Sessions responded that he rejected the phrase “unrelenting hostility,” arguing instead that he issued orders to “follow the law as I promised to do.”
He added, “These employment issues we felt the law did not answer … we felt the states could make their own decisions.”
In response to Democratic Sen. Chris Coons of Delaware, who also brought up Session’s LGBT record, the attorney general said, “We’re going to protect our LGBT citizens with vigor and determination and we are not going to look the other way, we will enforce the law as written and we will continue to do so.”
Sessions noted that the Justice Department had received a letter from members of Congress listing multiple cases they were concerned about and he “made sure everyone of them was looked at.”
Franken also praised Sessions for personally ordering a DOJ lawyer to Iowa to prosecute a man for alleged hate crimes against a transgender student, but added “your decision to prosecute … doesn’t tell the whole story.”
“There’s an argument to be made that no Trump administration official has done more to hurt LGBT people than you,” Franken told Sessions.
Meanwhile, Durbin directed his questioning toward new “religious freedom” guidance issued by the DOJ which seems intended to undermine LGBT rights.
“Could a social security administration employee refuse to accept or process spousal or survivor benefits paperwork for a surviving same-sex spouse?” Durbin asked.
There was a long pause. “That’s something I never thought would arise, but I would have to give you a written answer to that, if you don’t mind.” Sessions responded.
Durbin: Does religious liberty guidance let fed workers & contractors refuse LGBT people?

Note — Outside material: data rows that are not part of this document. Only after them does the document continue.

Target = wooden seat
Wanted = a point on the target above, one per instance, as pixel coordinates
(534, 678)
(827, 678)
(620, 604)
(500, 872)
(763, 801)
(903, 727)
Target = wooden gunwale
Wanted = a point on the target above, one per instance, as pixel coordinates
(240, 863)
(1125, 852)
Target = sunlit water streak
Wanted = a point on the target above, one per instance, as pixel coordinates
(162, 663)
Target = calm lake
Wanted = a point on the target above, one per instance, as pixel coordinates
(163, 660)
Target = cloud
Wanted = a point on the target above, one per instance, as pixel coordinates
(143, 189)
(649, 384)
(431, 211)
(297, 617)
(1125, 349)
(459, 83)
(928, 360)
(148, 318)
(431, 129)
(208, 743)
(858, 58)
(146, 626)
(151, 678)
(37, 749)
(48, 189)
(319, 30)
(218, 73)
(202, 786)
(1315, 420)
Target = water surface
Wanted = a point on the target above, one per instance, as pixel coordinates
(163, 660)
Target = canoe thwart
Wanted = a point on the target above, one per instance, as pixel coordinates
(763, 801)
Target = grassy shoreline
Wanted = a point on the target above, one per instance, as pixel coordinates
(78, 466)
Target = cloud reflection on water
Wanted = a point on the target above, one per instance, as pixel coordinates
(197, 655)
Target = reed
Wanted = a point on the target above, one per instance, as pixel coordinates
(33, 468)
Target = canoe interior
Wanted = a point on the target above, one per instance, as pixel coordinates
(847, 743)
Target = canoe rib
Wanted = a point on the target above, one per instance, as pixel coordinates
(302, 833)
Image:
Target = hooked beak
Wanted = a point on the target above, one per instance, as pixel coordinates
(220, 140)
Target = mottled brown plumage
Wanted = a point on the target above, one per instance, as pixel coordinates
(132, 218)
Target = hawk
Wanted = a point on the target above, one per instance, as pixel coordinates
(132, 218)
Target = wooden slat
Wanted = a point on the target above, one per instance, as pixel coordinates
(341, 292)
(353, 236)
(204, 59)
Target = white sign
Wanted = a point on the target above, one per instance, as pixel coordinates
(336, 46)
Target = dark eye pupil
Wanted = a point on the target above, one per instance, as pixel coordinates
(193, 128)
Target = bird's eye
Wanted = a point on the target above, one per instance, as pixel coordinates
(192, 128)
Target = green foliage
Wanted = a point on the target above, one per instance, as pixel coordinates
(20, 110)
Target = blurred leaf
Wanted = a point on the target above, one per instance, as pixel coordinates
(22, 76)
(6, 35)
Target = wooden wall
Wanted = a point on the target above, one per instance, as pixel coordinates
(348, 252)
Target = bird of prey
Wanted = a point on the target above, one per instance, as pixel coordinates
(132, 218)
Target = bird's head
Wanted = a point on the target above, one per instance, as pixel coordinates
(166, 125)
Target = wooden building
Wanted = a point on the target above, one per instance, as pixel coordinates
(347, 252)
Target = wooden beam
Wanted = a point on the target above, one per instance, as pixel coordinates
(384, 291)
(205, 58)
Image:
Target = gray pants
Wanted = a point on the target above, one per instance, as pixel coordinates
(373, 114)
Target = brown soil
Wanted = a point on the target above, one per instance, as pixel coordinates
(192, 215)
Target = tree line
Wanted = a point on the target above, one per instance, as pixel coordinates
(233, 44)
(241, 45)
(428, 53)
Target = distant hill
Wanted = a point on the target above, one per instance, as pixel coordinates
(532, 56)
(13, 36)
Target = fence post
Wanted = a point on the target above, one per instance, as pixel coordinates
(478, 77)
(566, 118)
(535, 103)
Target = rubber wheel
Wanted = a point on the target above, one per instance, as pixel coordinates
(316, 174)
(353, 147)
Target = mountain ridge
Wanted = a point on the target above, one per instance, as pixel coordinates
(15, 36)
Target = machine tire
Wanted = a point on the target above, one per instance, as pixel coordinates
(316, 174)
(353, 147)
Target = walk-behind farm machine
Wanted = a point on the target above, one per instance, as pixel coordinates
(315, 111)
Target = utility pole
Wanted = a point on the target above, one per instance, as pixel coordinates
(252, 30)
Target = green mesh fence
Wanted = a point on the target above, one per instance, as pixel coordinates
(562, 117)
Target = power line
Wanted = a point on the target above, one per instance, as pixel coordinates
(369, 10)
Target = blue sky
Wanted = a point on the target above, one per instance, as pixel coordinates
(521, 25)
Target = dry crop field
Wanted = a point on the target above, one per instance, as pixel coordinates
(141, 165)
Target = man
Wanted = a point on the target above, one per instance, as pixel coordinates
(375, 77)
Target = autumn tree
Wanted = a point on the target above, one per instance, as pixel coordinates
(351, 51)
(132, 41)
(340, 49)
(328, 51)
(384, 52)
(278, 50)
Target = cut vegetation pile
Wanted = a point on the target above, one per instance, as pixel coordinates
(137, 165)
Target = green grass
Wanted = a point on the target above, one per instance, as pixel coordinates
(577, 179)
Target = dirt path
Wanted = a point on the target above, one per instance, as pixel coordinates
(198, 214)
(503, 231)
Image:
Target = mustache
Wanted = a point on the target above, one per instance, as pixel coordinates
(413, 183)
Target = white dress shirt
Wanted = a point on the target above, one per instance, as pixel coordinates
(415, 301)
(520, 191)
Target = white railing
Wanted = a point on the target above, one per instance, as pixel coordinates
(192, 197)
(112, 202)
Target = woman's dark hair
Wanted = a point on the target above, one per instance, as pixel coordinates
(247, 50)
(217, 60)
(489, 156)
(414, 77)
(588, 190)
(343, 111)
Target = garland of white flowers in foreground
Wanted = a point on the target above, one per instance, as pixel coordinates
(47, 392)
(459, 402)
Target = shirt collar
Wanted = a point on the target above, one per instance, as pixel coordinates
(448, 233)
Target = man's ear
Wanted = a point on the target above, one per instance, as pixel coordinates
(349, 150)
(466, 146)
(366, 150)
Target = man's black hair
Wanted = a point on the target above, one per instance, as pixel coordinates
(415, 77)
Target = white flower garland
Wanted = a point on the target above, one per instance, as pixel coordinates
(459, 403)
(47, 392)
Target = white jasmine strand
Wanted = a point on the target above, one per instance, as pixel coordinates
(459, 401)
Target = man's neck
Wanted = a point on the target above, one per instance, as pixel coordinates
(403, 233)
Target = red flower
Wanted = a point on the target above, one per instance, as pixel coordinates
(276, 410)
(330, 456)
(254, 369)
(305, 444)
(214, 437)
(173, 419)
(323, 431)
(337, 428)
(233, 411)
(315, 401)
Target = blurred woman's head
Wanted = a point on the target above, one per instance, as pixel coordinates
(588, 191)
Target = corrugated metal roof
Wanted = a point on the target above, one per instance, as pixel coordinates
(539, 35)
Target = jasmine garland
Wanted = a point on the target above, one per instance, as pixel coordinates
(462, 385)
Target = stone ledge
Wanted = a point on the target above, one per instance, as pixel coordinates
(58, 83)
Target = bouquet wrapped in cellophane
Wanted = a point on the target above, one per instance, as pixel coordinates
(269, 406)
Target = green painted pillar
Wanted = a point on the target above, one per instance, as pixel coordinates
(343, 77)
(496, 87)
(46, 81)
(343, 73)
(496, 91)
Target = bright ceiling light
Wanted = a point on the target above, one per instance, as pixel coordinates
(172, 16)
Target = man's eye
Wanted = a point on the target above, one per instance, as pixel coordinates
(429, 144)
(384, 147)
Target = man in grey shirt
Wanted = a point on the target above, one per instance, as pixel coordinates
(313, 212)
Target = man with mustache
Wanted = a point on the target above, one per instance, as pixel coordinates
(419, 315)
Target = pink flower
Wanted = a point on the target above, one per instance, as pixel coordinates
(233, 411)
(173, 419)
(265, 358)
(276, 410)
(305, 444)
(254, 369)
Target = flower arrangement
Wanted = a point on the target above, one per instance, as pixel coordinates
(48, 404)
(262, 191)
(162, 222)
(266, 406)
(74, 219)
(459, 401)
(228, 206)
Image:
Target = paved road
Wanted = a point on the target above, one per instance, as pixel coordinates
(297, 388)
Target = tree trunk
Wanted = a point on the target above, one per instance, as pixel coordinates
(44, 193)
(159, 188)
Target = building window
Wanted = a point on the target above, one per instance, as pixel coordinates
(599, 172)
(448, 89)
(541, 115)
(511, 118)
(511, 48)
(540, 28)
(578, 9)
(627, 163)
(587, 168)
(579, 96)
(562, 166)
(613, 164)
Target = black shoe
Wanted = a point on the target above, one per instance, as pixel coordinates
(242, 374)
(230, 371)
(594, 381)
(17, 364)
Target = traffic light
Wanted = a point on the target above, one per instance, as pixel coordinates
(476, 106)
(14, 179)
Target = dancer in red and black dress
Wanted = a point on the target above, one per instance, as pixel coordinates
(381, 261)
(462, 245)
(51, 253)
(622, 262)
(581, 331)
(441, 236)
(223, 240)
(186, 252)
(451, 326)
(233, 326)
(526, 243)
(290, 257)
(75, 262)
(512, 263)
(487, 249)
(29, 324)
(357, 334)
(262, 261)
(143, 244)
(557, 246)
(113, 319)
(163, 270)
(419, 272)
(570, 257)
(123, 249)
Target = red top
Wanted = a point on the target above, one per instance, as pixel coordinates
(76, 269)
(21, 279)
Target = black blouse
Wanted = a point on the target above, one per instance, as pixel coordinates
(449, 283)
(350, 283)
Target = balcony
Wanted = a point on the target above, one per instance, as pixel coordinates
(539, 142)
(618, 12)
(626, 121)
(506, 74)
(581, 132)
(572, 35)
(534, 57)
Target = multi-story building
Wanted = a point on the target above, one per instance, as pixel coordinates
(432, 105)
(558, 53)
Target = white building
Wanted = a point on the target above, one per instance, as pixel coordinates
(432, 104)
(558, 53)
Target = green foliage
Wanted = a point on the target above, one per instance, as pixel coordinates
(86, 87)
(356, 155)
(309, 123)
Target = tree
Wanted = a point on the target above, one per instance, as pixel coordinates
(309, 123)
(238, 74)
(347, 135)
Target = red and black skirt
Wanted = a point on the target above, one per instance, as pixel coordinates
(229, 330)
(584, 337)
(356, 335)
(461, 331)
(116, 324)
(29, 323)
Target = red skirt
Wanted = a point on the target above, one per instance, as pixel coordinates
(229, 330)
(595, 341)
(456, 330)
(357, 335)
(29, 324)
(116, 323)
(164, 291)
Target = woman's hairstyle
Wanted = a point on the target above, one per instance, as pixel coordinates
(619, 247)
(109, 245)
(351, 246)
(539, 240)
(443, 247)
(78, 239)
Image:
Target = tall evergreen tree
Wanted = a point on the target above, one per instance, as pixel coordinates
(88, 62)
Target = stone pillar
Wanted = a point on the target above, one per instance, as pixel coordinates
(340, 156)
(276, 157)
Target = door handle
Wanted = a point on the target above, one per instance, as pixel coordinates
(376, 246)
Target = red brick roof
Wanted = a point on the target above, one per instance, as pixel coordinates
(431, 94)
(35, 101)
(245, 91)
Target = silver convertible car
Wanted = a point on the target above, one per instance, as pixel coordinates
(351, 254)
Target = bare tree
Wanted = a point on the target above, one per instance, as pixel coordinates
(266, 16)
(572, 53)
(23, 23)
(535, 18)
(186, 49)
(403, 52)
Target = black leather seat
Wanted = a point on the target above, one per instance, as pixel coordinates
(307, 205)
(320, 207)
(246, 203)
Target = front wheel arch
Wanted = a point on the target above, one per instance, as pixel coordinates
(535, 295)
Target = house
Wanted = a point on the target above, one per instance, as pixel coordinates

Sessions: [4 second pause] I'll get back to you. pic.twitter.com/E67XzDxh9e
— Dominic Holden (@dominicholden) October 18, 2017
It is highly unbelievable that Sessions had never considered these examples prior to Wednesday. More than two years ago, when he was still in the Senate, Sessions was one of the original co-sponsors of the First Amendment Defense Act (FADA), a bill that would grant those who have religious objections to same-sex marriage a license to discriminate. Many of the provisions in the new guidance mirror FADA’s language.